The general gameplay has been redesigned yet again, this time to include some much needed limb targeting, allowing for players to act according to the strengths of their favourite performers and set up finishing situations that are more in tune with turnbuckle atmosphere of the show. Hit an opponent on a specific limb, and they’ll be slower, weaker or groggier, depending on the strike and frequency of the attack.
It’s a beautiful system that works wonders for the game, breaking in the authenticity of the action of being a WWE Superstar. It’s just a shame that it’s so mind-bendingly difficult to actually get a chance to use.
Be prepared for some frustration, as WWE 12 has to be one of the most ridiculously unbalanced games in the series. While a back and forth tussle between the good guys and the villains makes sense, you’ll often find yourself wanting to tombstone-piledrive your controller through a table when the enemy AI makes use of its precognitive in-ring abilities, effortlessly blocking and countering your moves.
Trying to counter an attack on your character is just as futile, and unless you have reflexes faster than the Flash, you’ll find yourself on the receiving end of one too many German suplexes. If you actually manage to block and begin a counter on your opponent, don’t start ululating just yet, because the damn AI will counter that counter and start the aggravation all over again.
The controls also have some unnecessarily simplified inputs, while other more crucial moves are more complicated and have trouble connecting on a regular basis. Dialling down the difficulty is one way to get around this, but combined with imperfect controls, you’ll soon find yourself wrestling less, and performing some impromptu MMA moves, effectively killing the idea of a proper WWE match.
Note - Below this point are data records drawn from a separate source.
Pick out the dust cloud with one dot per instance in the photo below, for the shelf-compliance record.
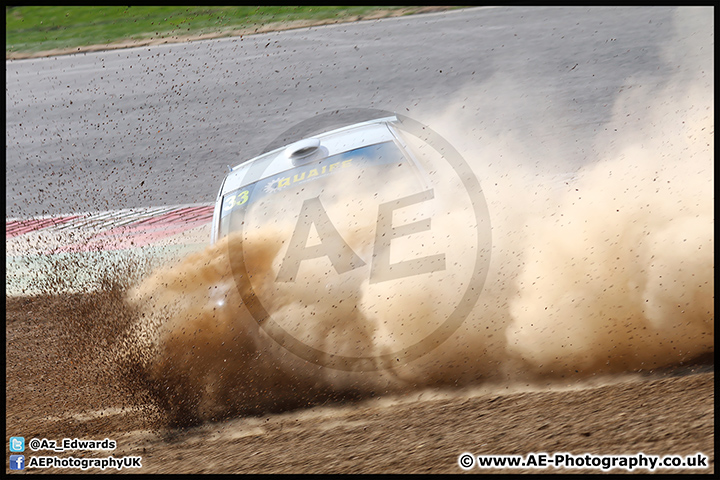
(601, 262)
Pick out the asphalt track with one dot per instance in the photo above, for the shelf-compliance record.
(150, 131)
(156, 126)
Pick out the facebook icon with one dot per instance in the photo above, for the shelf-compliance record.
(17, 444)
(17, 462)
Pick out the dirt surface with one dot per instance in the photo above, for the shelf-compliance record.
(62, 384)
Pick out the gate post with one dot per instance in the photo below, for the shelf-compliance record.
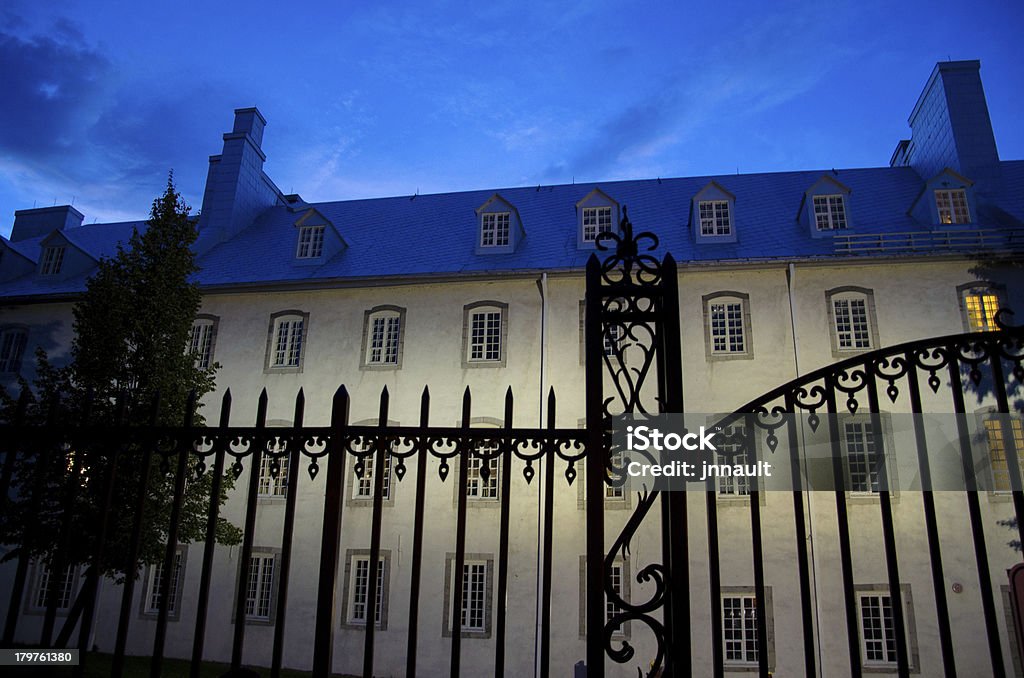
(593, 344)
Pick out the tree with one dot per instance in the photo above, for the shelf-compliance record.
(131, 332)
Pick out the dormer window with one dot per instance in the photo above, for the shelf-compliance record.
(495, 228)
(951, 206)
(52, 260)
(310, 243)
(829, 212)
(715, 217)
(596, 220)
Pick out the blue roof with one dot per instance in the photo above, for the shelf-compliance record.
(436, 235)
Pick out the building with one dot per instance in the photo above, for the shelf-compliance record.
(780, 273)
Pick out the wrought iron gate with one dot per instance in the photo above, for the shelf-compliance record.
(633, 366)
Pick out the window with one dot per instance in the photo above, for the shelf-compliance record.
(484, 334)
(829, 212)
(727, 326)
(310, 243)
(52, 260)
(495, 228)
(997, 449)
(715, 219)
(862, 458)
(12, 342)
(259, 592)
(951, 205)
(201, 341)
(286, 341)
(474, 615)
(358, 588)
(731, 451)
(65, 586)
(478, 486)
(382, 337)
(596, 220)
(739, 629)
(365, 484)
(155, 584)
(980, 305)
(273, 478)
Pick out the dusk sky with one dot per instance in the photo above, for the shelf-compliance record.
(99, 99)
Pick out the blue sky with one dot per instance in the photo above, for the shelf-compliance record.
(99, 99)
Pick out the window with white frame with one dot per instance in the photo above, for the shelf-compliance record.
(851, 312)
(980, 305)
(65, 585)
(52, 260)
(310, 242)
(596, 220)
(358, 607)
(951, 205)
(484, 338)
(201, 341)
(878, 629)
(739, 629)
(155, 587)
(715, 217)
(994, 434)
(286, 341)
(384, 338)
(482, 485)
(727, 325)
(731, 450)
(259, 589)
(365, 484)
(829, 212)
(273, 473)
(495, 228)
(12, 343)
(863, 460)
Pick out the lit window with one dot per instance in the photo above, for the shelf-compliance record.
(310, 243)
(52, 260)
(878, 629)
(365, 484)
(951, 205)
(12, 342)
(495, 228)
(739, 629)
(201, 342)
(474, 590)
(981, 305)
(852, 328)
(596, 220)
(65, 586)
(997, 451)
(155, 586)
(360, 590)
(862, 458)
(384, 333)
(485, 335)
(829, 212)
(287, 336)
(715, 218)
(270, 483)
(478, 486)
(726, 319)
(732, 451)
(260, 588)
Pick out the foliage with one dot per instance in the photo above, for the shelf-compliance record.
(131, 330)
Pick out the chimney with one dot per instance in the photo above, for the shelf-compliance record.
(40, 221)
(950, 126)
(237, 189)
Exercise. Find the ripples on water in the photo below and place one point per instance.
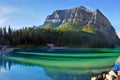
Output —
(66, 64)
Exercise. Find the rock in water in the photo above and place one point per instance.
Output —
(83, 19)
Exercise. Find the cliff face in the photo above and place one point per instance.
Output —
(84, 17)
Online has also proven to be quite an issue, with numerous matches being suspended, left hanging or featuring glitch-filled gameplay, at least at the time that this review was drawn up. At least the robust customisation mode returns, allowing for characters that look like they were pieced together by Dr Frankenstein, or at least appear to be normal, based on your current state of mental well-being. Created characters, moves and items can then be uploaded online, for some community rating, giving a little more longevity to the title.
There’s a lot of great ideas floating around in WWE 12, some which could have really set a new benchmark and direction for the franchise. But they’re pulled off more horribly than a Big Show bikini shoot, resulting in a game that is an abysmal mess to play, and will make you want to choke-slam your console through a Mexican announcers table. A buggy online mode and ridiculously difficult opponent AI just makes things even worse.
Design and Presentation: 7/10
The wrestlers look great, and perform well, but the visuals haven’t truly taken a step forward in the last few iterations, due to the developers having obviously sat on their laurels for too long.
Voice-acting is top notch, provided that it comes from the WWE superstars with actual acting experience, while some of the other performer’s dialogue feels stilted and awkward, and clearly reeks of ring-rust. Still, those wrestlers are few and far between, leaving the majority of the acting to the professionals, which is a small mercy.
Tons of match options, customisations and an established roster of performers that is massive. As well as some unlockable surprise characters and DLC options give the game a whole range of variety, but the laggy online play and imprecise controls make it a wasted opportunity that only the most hardcore of fans will appreciate.
What should have been the next big step for THQ and the their wrestling franchise instead feels more like WWE Beta, resulting in a decent looking package that is annoying as Vicki Guerrero on a mic. THQ and its developers need to once again go back to the drawing board, and find a way to combine their great ideas with a more solid control scheme and a complete graphical engine overhaul.